Los responsables de crímenes y graves abusos deben ser juzgados; los presuntos juzgados deberán enfrentar sus faltas ante la Nación, con todas las garantías procesales, juicios limpios y juzgados por tribunales independientes, con autoridad moral para buscar Justicia y Reconciliación Nacional es el de la Comisión de la Verdad. El “Grupo de Trabajo Memoria, Verdad y Justicia” la define de la siguiente manera: “Un organismo oficial y temporal cuyo contenido es investigar una determinada pauta de abusos registrados a lo largo de muchos años”. Los resultados de estas comisiones en los diferentes países en los que han operado, rebasan la brevedad a la que estamos obligados en este trabajo, sólo señalaré que no sería beneficioso para Cuba, que la Comisión de la Verdad que pudiéramos instalar en nuestro querido país, operara sólo desde el poder, ocúpelo quien lo ocupe; sin un involucramiento efectivo de la Sociedad Civil. Este organismo podría ser dañino, o en el mejor de los casos inocuo, provocando en la población un sentimiento de frustración nada saludable para la construcción de una sociedad democrática.

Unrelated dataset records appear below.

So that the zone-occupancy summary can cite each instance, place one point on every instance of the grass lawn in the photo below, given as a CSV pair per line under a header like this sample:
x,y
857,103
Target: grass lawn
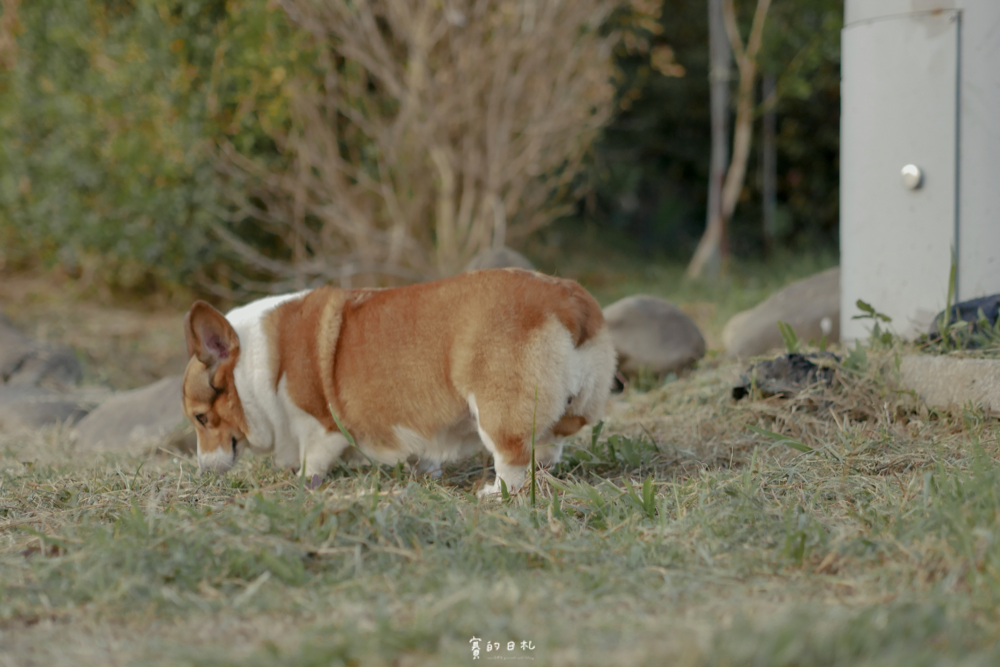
x,y
849,525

Comparto el criterio del profesor Luis Aguilar León de ver a Cuba como: “El proyecto capaz de dar largo salto sobre el presente” como “esa motivación colectiva que pueda superar la coyuntura más terrible y aunar las energías del pueblo cubano para reanudar la penosa marcha hacia un futuro mejor”. Un proyecto para que por primera vez en nuestra historia caminen en total armonía medios y fines; para superar la violencia y el odio; para despertar la conciencia cívica. Sólo cuando seamos capaces de realizar ese proyecto, sólo entonces, podremos estar seguros de que llegó la hora de la Justicia y la Reconciliación Nacional.
Fin

Bibliografía:

Aguilar León, Luis: Reflexiones sobre Cuba y su futuro. Ediciones Universal. Miami, Florida, 2003.

Castro, Fidel: El pensamiento de Fidel Castro. Selección temática, tomo 1, volumen 1. Editora Política. La Habana, 1983.

De la Osa, Enrique: En Cuba. Primer Tiempo. 1943-1946. Editorial de Ciencias Sociales. La Habana,1975.

Grupo de Trabajo Memoria, Verdad y Justicia. Cuba la Reconciliación Nacional. Centro para América Latina y el Caribe. Universidad Internacional de la Florida, 2003.

Martí, José: Obras Completas. Tomo 9. Editorial de Ciencias Sociales. La Habana, 1975.